317 Connect Orchestration Engine and Policy Decision Point to Observability Stack by ginaxu1 · Pull Request #380 · OpenDIF/opendif-core

ginaxu1 · 2025-12-09T02:45:58Z

review #371 first + merge to main (updating the base branch here) OR, ideally, review + merge this into #371 first

Summary

OE and PDP now instrumented and connected to the observability stack from #371

OE (orchestration-engine:4000)
- Metrics endpoint: /metrics (Prometheus format)
- HTTP metrics middleware applied to all routes
- Records: http_requests_total, http_request_duration_seconds
- Uses exchange/shared/monitoring package
PDP (policy-decision-point:8082)
- Metrics endpoint: /metrics (Prometheus format)
- HTTP metrics middleware applied to all routes
- Records: http_requests_total, http_request_duration_seconds
- Uses exchange/shared/monitoring package

Both services now expose the following Prometheus metrics:

http_requests_total{http_method, http_route, http_status_code} - Total HTTP request count by method, route, and status code
http_request_duration_seconds{http_method, http_route} - HTTP request latency histogram by method and route
external_calls_total{opendif.external.target, opendif.external.operation} - External service call metrics (when used)
business_events_total{opendif.business.action, opendif.business.outcome} - Business event metrics (when used)

Note: Custom attributes use the opendif. namespace prefix to distinguish them from standard OpenTelemetry semantic conventions.
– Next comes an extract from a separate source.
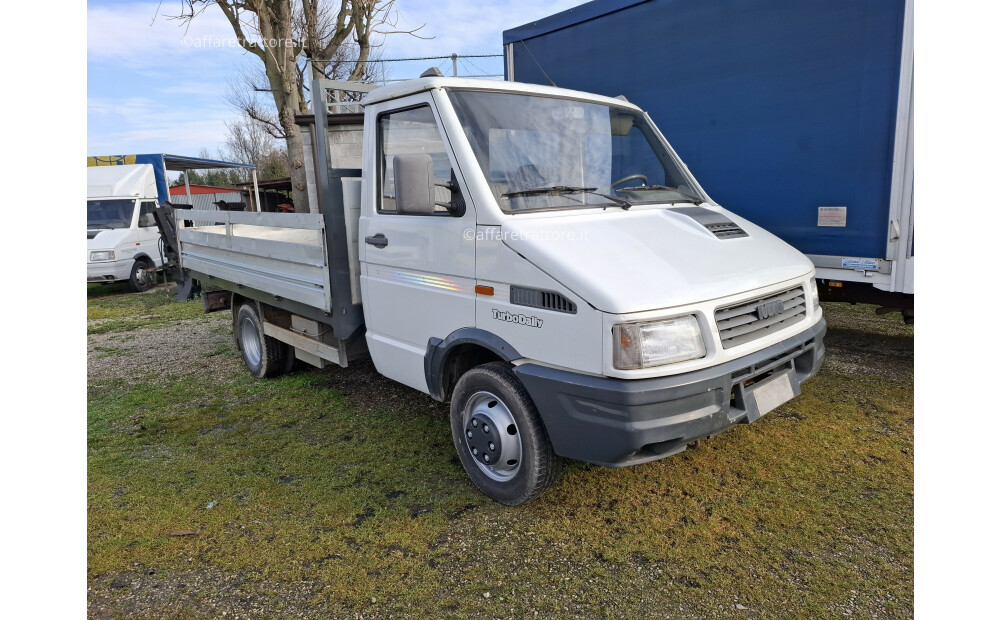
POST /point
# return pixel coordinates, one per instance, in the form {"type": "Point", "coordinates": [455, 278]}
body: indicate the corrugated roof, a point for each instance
{"type": "Point", "coordinates": [180, 190]}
Why these changes are needed:

Services currently have no metrics instrumentation, making it impossible to monitor performance, errors, and request patterns
The observability stack (Prometheus + Grafana) is configured but cannot collect data without service instrumentation
OpenTelemetry provides vendor-agnostic instrumentation, allowing teams to choose their observability backend (Prometheus, Datadog, New Relic, etc.) without code changes
This is the foundation for comprehensive observability across all services

Type of Change

New feature (non-breaking change which adds functionality)
Bug fix (non-breaking change which fixes an issue)
Breaking change (fix or feature that would cause existing functionality to not work as expected)
Documentation update
Refactoring (no functional changes)
Performance improvement
Other (please describe):

Changes Made

New Files Created

observability/generate_sample_traffic.sh (156 lines)
- Script to generate sample HTTP traffic for testing Grafana dashboards
- Targets orchestration-engine (port 4000) and policy-decision-point (port 8082)
- Configurable via environment variables (ORCHESTRATION_ENGINE_URL, POLICY_DECISION_POINT_URL, REQUEST_INTERVAL, REQUEST_COUNT)
- Sends requests to health, metrics, and API endpoints to populate metrics

Modified Files

Service Integration

exchange/orchestration-engine/server/server.go
- Added import: github.com/gov-dx-sandbox/exchange/shared/monitoring
- Added /metrics endpoint: mux.Handle("/metrics", monitoring.Handler())
- Wrapped handlers with monitoring.HTTPMetricsMiddleware() for automatic instrumentation
- Metrics middleware applied before CORS middleware (outermost layer)
- Lines changed: ~9 lines added
exchange/orchestration-engine/go.mod & go.sum
- Added dependency on exchange/shared/monitoring package
- Updated via go mod tidy
exchange/policy-decision-point/main.go
- Added import: github.com/gov-dx-sandbox/exchange/shared/monitoring
- Added /metrics endpoint: mux.Handle("/metrics", monitoring.Handler())
- Wrapped handlers with monitoring.HTTPMetricsMiddleware() for automatic instrumentation
- Lines changed: ~9 lines added
exchange/policy-decision-point/go.mod & go.sum
- Added dependency on exchange/shared/monitoring package
- Updated via go mod tidy
exchange/docker-compose.yml
- Added SERVICE_NAME and OTEL_METRICS_EXPORTER environment variables to orchestration-engine and policy-decision-point services
- Ensures proper service identification in metrics
- Defaults to Prometheus exporter for local development
- Lines changed: 4 lines added (2 per service)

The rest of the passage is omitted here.